As with the similar Lost Liberty Hotel, the park's proponents, namely former LPNH Vice-chair Mike Lorrey, the Libertarian Party of New Hampshire, and the Coalition of New Hampshire Taxpayers, advocate that the Kelo decision be used to improve the local tax base, expand economic opportunities in the community, which are "public purposes" under the wording of Kelo. Unlike the Lost Liberty Hotel, the Constitution Park would be a non-profit entity and open to the public for free, and so fits in more of a grey area between private for-profit use (as in the Hotel proposal as well as New London's plans) and strictly public ownership (as in roads, bridges, and other historically proper examples of the commonly accepted purpose of eminent domain).

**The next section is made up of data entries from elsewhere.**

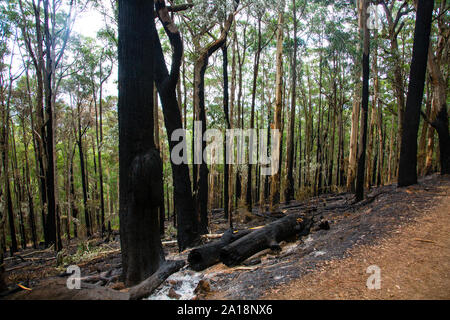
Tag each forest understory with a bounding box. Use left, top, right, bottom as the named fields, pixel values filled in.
left=3, top=173, right=449, bottom=300
left=1, top=0, right=449, bottom=302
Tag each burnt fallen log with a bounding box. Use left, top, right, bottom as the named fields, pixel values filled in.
left=128, top=260, right=185, bottom=300
left=220, top=213, right=313, bottom=267
left=188, top=229, right=253, bottom=271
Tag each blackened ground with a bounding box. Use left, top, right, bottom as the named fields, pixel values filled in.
left=206, top=174, right=450, bottom=299
left=3, top=174, right=449, bottom=300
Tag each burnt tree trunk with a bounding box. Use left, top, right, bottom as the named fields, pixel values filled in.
left=222, top=43, right=231, bottom=221
left=192, top=3, right=239, bottom=234
left=285, top=0, right=297, bottom=202
left=246, top=15, right=262, bottom=211
left=193, top=55, right=211, bottom=235
left=355, top=0, right=370, bottom=202
left=69, top=153, right=78, bottom=238
left=426, top=0, right=450, bottom=175
left=153, top=0, right=200, bottom=251
left=398, top=0, right=434, bottom=187
left=21, top=117, right=38, bottom=248
left=76, top=108, right=91, bottom=238
left=118, top=0, right=165, bottom=286
left=43, top=0, right=58, bottom=250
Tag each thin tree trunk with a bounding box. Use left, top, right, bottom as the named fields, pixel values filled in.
left=355, top=0, right=370, bottom=202
left=43, top=0, right=58, bottom=250
left=418, top=79, right=431, bottom=175
left=192, top=6, right=238, bottom=234
left=347, top=0, right=364, bottom=192
left=153, top=1, right=202, bottom=249
left=21, top=117, right=38, bottom=248
left=246, top=15, right=262, bottom=211
left=270, top=8, right=284, bottom=211
left=10, top=122, right=27, bottom=249
left=367, top=32, right=379, bottom=188
left=222, top=43, right=230, bottom=221
left=285, top=0, right=297, bottom=202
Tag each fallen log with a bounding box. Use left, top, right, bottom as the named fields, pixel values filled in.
left=220, top=213, right=313, bottom=267
left=201, top=233, right=224, bottom=240
left=6, top=260, right=185, bottom=300
left=4, top=278, right=130, bottom=300
left=188, top=229, right=253, bottom=271
left=5, top=262, right=33, bottom=272
left=128, top=260, right=185, bottom=300
left=162, top=240, right=178, bottom=246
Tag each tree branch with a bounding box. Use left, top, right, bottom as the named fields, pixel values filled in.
left=155, top=0, right=183, bottom=89
left=421, top=111, right=438, bottom=130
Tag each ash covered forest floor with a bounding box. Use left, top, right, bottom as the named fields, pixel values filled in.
left=206, top=174, right=450, bottom=300
left=3, top=174, right=450, bottom=300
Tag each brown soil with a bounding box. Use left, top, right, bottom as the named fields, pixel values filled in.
left=264, top=180, right=450, bottom=299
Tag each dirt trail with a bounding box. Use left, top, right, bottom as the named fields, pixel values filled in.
left=264, top=182, right=450, bottom=300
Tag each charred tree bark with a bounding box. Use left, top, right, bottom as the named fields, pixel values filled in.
left=20, top=114, right=38, bottom=249
left=220, top=213, right=312, bottom=267
left=355, top=0, right=370, bottom=202
left=118, top=0, right=165, bottom=286
left=69, top=151, right=78, bottom=239
left=426, top=0, right=450, bottom=175
left=42, top=0, right=58, bottom=250
left=285, top=0, right=297, bottom=202
left=153, top=0, right=200, bottom=251
left=246, top=15, right=262, bottom=211
left=76, top=107, right=91, bottom=238
left=227, top=29, right=237, bottom=226
left=222, top=43, right=231, bottom=221
left=188, top=229, right=252, bottom=271
left=192, top=2, right=239, bottom=234
left=398, top=0, right=434, bottom=187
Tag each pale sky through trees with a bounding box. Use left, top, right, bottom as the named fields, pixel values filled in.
left=72, top=5, right=118, bottom=96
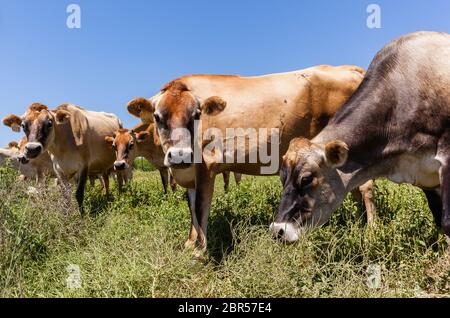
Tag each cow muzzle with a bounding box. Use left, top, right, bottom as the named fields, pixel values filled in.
left=164, top=147, right=194, bottom=168
left=18, top=154, right=30, bottom=165
left=24, top=142, right=43, bottom=159
left=269, top=222, right=301, bottom=244
left=114, top=160, right=129, bottom=171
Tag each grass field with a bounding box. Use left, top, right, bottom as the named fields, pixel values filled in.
left=0, top=165, right=449, bottom=298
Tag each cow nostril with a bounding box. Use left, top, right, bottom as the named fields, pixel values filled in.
left=277, top=229, right=285, bottom=240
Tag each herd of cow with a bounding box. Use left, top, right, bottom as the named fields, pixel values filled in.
left=1, top=31, right=450, bottom=256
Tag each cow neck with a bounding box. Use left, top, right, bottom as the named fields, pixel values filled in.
left=313, top=78, right=395, bottom=191
left=47, top=123, right=77, bottom=158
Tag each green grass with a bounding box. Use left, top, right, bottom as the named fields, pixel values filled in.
left=0, top=165, right=449, bottom=298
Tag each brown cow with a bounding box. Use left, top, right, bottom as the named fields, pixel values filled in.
left=15, top=137, right=55, bottom=183
left=3, top=103, right=124, bottom=213
left=129, top=65, right=376, bottom=254
left=105, top=124, right=177, bottom=194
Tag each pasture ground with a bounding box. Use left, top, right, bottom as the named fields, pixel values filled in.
left=0, top=165, right=449, bottom=298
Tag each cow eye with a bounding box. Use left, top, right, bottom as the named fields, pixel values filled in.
left=129, top=143, right=134, bottom=149
left=154, top=114, right=161, bottom=123
left=47, top=120, right=53, bottom=128
left=21, top=123, right=29, bottom=134
left=300, top=173, right=314, bottom=188
left=112, top=144, right=117, bottom=151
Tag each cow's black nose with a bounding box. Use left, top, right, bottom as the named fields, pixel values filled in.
left=167, top=148, right=194, bottom=166
left=114, top=161, right=126, bottom=171
left=18, top=155, right=29, bottom=165
left=25, top=144, right=42, bottom=159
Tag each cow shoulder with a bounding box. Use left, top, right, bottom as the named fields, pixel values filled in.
left=54, top=104, right=88, bottom=146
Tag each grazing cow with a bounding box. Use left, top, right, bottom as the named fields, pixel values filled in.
left=128, top=65, right=376, bottom=253
left=3, top=103, right=124, bottom=213
left=271, top=31, right=450, bottom=242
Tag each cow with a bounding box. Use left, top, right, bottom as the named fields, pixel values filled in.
left=105, top=119, right=242, bottom=194
left=2, top=103, right=125, bottom=214
left=271, top=31, right=450, bottom=243
left=105, top=123, right=177, bottom=194
left=128, top=65, right=376, bottom=254
left=14, top=137, right=55, bottom=183
left=0, top=142, right=20, bottom=170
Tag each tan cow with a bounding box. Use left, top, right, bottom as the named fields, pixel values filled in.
left=105, top=123, right=177, bottom=194
left=3, top=103, right=124, bottom=214
left=14, top=137, right=55, bottom=183
left=0, top=142, right=20, bottom=170
left=105, top=119, right=241, bottom=194
left=128, top=65, right=376, bottom=254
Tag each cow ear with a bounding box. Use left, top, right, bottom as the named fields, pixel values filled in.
left=127, top=97, right=154, bottom=119
left=105, top=136, right=115, bottom=145
left=136, top=131, right=150, bottom=143
left=324, top=140, right=349, bottom=168
left=29, top=103, right=48, bottom=112
left=8, top=141, right=18, bottom=149
left=200, top=96, right=227, bottom=116
left=55, top=110, right=71, bottom=124
left=3, top=115, right=22, bottom=132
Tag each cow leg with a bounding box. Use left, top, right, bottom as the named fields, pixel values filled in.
left=36, top=169, right=44, bottom=185
left=223, top=171, right=230, bottom=192
left=117, top=172, right=124, bottom=193
left=437, top=135, right=450, bottom=238
left=76, top=169, right=88, bottom=216
left=195, top=164, right=216, bottom=254
left=423, top=189, right=443, bottom=228
left=359, top=180, right=376, bottom=225
left=102, top=172, right=110, bottom=196
left=185, top=188, right=199, bottom=250
left=159, top=168, right=169, bottom=194
left=350, top=181, right=376, bottom=225
left=439, top=163, right=450, bottom=238
left=234, top=173, right=242, bottom=186
left=89, top=176, right=96, bottom=188
left=170, top=174, right=177, bottom=192
left=58, top=176, right=72, bottom=214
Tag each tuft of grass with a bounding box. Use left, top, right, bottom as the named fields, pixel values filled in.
left=0, top=167, right=448, bottom=298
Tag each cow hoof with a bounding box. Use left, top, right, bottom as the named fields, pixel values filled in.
left=184, top=239, right=196, bottom=250
left=193, top=247, right=207, bottom=260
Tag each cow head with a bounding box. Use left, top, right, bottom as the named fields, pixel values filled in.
left=2, top=103, right=71, bottom=159
left=270, top=138, right=349, bottom=243
left=128, top=81, right=226, bottom=168
left=105, top=128, right=149, bottom=171
left=15, top=137, right=31, bottom=164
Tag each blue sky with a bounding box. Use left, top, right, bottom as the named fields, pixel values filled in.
left=0, top=0, right=449, bottom=146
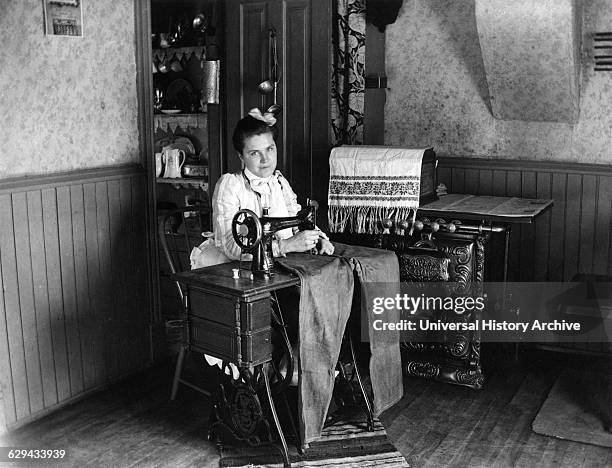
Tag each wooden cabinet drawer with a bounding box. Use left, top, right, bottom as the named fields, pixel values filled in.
left=189, top=316, right=271, bottom=366
left=189, top=289, right=270, bottom=331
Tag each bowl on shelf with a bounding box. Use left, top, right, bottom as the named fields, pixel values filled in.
left=165, top=78, right=195, bottom=111
left=161, top=109, right=182, bottom=115
left=182, top=164, right=208, bottom=177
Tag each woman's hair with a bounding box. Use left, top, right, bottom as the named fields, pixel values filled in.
left=232, top=115, right=277, bottom=153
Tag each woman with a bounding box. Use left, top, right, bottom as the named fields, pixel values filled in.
left=212, top=108, right=334, bottom=260
left=193, top=108, right=333, bottom=382
left=198, top=110, right=402, bottom=445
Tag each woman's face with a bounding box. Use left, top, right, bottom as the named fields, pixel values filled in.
left=239, top=132, right=277, bottom=178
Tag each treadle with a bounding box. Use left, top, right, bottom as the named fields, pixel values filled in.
left=208, top=364, right=291, bottom=467
left=329, top=332, right=375, bottom=431
left=208, top=371, right=272, bottom=445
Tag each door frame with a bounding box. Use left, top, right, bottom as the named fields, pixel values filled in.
left=134, top=0, right=163, bottom=361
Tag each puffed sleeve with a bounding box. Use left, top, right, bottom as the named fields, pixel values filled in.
left=212, top=174, right=246, bottom=260
left=277, top=172, right=301, bottom=216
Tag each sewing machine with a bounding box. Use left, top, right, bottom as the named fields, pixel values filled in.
left=232, top=205, right=316, bottom=276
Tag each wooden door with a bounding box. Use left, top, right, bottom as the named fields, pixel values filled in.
left=225, top=0, right=277, bottom=173
left=225, top=0, right=331, bottom=209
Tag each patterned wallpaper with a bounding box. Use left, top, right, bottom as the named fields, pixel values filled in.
left=475, top=0, right=580, bottom=123
left=0, top=0, right=139, bottom=178
left=385, top=0, right=612, bottom=164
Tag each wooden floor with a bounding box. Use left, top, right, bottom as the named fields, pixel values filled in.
left=1, top=348, right=611, bottom=468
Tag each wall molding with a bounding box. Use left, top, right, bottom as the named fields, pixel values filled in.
left=0, top=164, right=146, bottom=195
left=438, top=156, right=612, bottom=176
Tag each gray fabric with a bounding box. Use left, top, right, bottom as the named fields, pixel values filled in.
left=333, top=243, right=403, bottom=416
left=278, top=243, right=403, bottom=445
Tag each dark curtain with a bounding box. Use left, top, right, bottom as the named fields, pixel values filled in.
left=331, top=0, right=366, bottom=145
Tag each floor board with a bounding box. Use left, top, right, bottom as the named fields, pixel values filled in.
left=1, top=349, right=611, bottom=467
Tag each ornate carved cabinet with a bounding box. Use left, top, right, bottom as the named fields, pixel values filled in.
left=331, top=231, right=488, bottom=389
left=398, top=232, right=487, bottom=390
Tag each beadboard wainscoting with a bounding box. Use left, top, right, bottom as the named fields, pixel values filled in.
left=437, top=158, right=612, bottom=283
left=0, top=165, right=151, bottom=431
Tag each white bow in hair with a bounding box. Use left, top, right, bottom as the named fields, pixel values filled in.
left=248, top=108, right=277, bottom=126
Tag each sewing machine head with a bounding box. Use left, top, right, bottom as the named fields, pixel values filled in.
left=232, top=205, right=316, bottom=277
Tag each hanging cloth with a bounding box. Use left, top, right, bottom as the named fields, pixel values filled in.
left=331, top=0, right=366, bottom=145
left=328, top=145, right=428, bottom=233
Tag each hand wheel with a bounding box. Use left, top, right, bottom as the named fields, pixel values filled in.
left=232, top=209, right=262, bottom=251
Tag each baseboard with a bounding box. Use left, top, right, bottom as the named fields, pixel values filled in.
left=534, top=343, right=612, bottom=357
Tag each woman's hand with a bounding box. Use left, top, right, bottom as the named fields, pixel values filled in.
left=282, top=230, right=321, bottom=253
left=316, top=238, right=334, bottom=255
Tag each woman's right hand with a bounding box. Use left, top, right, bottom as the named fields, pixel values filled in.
left=282, top=230, right=321, bottom=253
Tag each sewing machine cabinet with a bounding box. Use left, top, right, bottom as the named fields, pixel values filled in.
left=175, top=263, right=300, bottom=367
left=173, top=263, right=300, bottom=465
left=188, top=288, right=272, bottom=366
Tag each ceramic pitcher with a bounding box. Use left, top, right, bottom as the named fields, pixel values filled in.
left=162, top=149, right=185, bottom=178
left=155, top=153, right=163, bottom=177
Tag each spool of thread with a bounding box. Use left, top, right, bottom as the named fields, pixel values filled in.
left=232, top=268, right=240, bottom=279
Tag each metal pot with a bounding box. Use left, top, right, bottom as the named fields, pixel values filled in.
left=182, top=164, right=208, bottom=177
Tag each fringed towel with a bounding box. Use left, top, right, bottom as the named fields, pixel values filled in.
left=328, top=145, right=430, bottom=233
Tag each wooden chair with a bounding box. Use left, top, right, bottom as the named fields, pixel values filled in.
left=157, top=204, right=213, bottom=399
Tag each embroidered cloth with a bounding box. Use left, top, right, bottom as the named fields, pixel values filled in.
left=328, top=145, right=428, bottom=233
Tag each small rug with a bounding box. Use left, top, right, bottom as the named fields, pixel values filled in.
left=532, top=369, right=612, bottom=448
left=219, top=412, right=409, bottom=467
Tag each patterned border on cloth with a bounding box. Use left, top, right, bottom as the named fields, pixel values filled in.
left=327, top=146, right=426, bottom=233
left=329, top=176, right=421, bottom=202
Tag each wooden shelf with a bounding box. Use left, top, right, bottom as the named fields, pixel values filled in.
left=155, top=112, right=207, bottom=116
left=152, top=46, right=206, bottom=55
left=156, top=177, right=208, bottom=191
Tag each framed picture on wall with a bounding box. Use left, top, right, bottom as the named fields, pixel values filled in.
left=43, top=0, right=83, bottom=37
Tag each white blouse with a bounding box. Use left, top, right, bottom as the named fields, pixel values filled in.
left=211, top=169, right=301, bottom=260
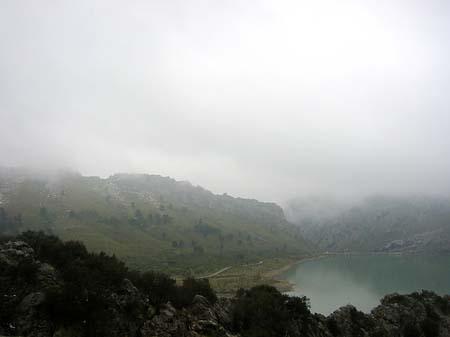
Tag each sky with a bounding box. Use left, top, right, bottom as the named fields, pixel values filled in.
left=1, top=0, right=450, bottom=202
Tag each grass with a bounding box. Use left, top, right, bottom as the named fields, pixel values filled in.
left=207, top=257, right=302, bottom=296
left=1, top=173, right=315, bottom=275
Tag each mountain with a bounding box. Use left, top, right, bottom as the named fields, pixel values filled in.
left=0, top=167, right=313, bottom=273
left=285, top=195, right=450, bottom=253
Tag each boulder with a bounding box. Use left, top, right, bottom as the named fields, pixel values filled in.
left=372, top=291, right=450, bottom=337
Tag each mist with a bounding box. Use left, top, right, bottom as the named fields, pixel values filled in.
left=1, top=0, right=450, bottom=202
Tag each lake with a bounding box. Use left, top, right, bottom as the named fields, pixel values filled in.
left=281, top=253, right=450, bottom=315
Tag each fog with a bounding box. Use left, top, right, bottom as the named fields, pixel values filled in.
left=1, top=0, right=450, bottom=202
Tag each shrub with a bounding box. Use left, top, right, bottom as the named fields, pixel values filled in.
left=130, top=270, right=177, bottom=307
left=194, top=222, right=220, bottom=237
left=232, top=285, right=311, bottom=337
left=172, top=277, right=217, bottom=308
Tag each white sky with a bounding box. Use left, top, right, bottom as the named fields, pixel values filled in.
left=1, top=0, right=450, bottom=202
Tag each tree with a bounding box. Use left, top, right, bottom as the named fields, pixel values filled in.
left=0, top=208, right=10, bottom=231
left=0, top=208, right=6, bottom=223
left=172, top=277, right=217, bottom=308
left=39, top=207, right=48, bottom=219
left=193, top=244, right=204, bottom=254
left=232, top=285, right=311, bottom=337
left=162, top=214, right=173, bottom=224
left=194, top=223, right=220, bottom=237
left=134, top=209, right=143, bottom=219
left=14, top=213, right=22, bottom=226
left=129, top=271, right=176, bottom=308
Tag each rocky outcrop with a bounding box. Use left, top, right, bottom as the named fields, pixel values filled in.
left=98, top=278, right=148, bottom=337
left=139, top=290, right=450, bottom=337
left=372, top=291, right=450, bottom=336
left=0, top=240, right=35, bottom=266
left=323, top=292, right=450, bottom=337
left=0, top=241, right=57, bottom=337
left=141, top=296, right=236, bottom=337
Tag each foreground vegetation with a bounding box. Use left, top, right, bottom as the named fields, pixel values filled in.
left=0, top=231, right=311, bottom=337
left=1, top=231, right=216, bottom=331
left=2, top=231, right=450, bottom=337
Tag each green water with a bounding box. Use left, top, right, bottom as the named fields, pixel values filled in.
left=281, top=253, right=450, bottom=315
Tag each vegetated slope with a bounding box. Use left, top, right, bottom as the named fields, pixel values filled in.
left=285, top=195, right=450, bottom=252
left=0, top=167, right=313, bottom=273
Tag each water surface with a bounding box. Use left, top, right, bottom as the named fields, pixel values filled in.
left=282, top=253, right=450, bottom=315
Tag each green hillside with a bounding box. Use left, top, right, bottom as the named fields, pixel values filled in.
left=0, top=167, right=314, bottom=274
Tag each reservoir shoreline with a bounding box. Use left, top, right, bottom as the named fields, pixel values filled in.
left=278, top=252, right=450, bottom=314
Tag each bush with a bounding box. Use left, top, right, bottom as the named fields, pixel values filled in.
left=194, top=222, right=220, bottom=237
left=19, top=231, right=88, bottom=268
left=130, top=270, right=177, bottom=307
left=15, top=231, right=129, bottom=335
left=232, top=285, right=311, bottom=337
left=172, top=277, right=217, bottom=308
left=0, top=207, right=22, bottom=233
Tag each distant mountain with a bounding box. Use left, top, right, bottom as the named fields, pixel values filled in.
left=285, top=195, right=450, bottom=253
left=0, top=167, right=313, bottom=273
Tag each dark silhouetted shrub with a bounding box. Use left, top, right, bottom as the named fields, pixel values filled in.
left=232, top=285, right=311, bottom=337
left=130, top=270, right=177, bottom=307
left=172, top=277, right=217, bottom=308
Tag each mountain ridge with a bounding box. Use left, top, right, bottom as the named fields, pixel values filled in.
left=285, top=195, right=450, bottom=253
left=0, top=167, right=313, bottom=274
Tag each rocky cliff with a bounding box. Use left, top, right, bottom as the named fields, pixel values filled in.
left=285, top=195, right=450, bottom=253
left=1, top=239, right=450, bottom=337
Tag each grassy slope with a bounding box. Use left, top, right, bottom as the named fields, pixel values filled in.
left=0, top=169, right=315, bottom=275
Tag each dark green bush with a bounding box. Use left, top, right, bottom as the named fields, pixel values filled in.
left=232, top=285, right=311, bottom=337
left=172, top=277, right=217, bottom=308
left=19, top=231, right=88, bottom=268
left=130, top=270, right=177, bottom=307
left=422, top=317, right=440, bottom=337
left=194, top=221, right=221, bottom=237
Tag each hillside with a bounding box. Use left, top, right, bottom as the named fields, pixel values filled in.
left=285, top=195, right=450, bottom=253
left=0, top=167, right=313, bottom=273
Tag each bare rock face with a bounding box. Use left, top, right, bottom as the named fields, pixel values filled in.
left=141, top=296, right=238, bottom=337
left=101, top=278, right=148, bottom=337
left=0, top=241, right=35, bottom=266
left=372, top=291, right=450, bottom=337
left=326, top=305, right=380, bottom=337
left=57, top=278, right=149, bottom=337
left=0, top=241, right=57, bottom=337
left=286, top=314, right=333, bottom=337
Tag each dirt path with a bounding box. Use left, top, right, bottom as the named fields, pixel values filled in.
left=198, top=266, right=232, bottom=279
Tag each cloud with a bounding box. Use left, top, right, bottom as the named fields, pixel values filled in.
left=1, top=0, right=450, bottom=202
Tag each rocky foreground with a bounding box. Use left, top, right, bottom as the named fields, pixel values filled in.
left=2, top=239, right=450, bottom=337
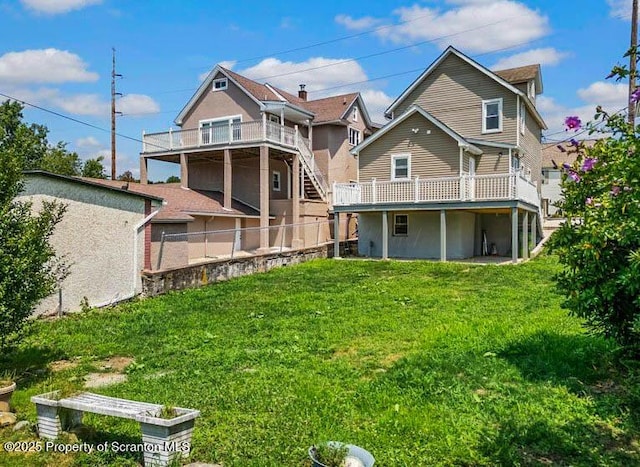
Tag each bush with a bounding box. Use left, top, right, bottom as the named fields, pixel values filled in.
left=549, top=107, right=640, bottom=353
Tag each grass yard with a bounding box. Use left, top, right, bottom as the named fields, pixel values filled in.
left=1, top=255, right=640, bottom=466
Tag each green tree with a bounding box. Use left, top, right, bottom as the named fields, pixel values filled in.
left=0, top=102, right=66, bottom=347
left=39, top=142, right=82, bottom=176
left=165, top=175, right=180, bottom=183
left=81, top=156, right=107, bottom=179
left=117, top=170, right=138, bottom=182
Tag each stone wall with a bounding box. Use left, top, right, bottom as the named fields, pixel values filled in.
left=141, top=240, right=356, bottom=297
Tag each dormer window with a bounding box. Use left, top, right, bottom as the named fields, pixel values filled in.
left=213, top=78, right=228, bottom=91
left=482, top=98, right=503, bottom=134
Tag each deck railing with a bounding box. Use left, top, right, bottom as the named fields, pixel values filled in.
left=333, top=173, right=539, bottom=207
left=142, top=120, right=329, bottom=202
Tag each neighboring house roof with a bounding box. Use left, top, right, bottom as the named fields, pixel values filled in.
left=494, top=64, right=543, bottom=93
left=302, top=93, right=373, bottom=128
left=85, top=180, right=261, bottom=222
left=542, top=140, right=597, bottom=168
left=384, top=45, right=547, bottom=129
left=23, top=171, right=164, bottom=203
left=351, top=104, right=482, bottom=156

The Constitution Park proposal was published in newspapers, media websites, and broadcast on television and radio. Apparently, the LPNH and CNHT had been planning a similar proposal for Justice Souter's property in Weare, NH, when they were scooped and co-opted by Logan Darrow Clements and his hotel proposal. When Mike Lorrey found that Breyer owned a significant estate in Plainfield (over 4500 sqft in the main house, multiple buildings, and over 100 acre of land, as well as another 100 acre of adjacent property in Chloe Breyer's name), the proposal was adapted to pursue Breyer's property.

Additional questions were raised when comparisons of the property tax evaluation of the Breyer estate with similar adjacent properties showed that Breyer enjoys a valuation less than half that of his neighbors (according to Plainfield Town Clerk's office).

==Subsequent History==
New Hampshire legislators, in response to calls by Lorrey, Clements, and LPNH gubernatorial candidate Rich Kahn, passed a proposed state constitutional amendment that will limit eminent domain in the state to property which will be strictly owned by government entities. This amendment was approved by voters (with 85.7% voting in favor) in the November 2006 general election.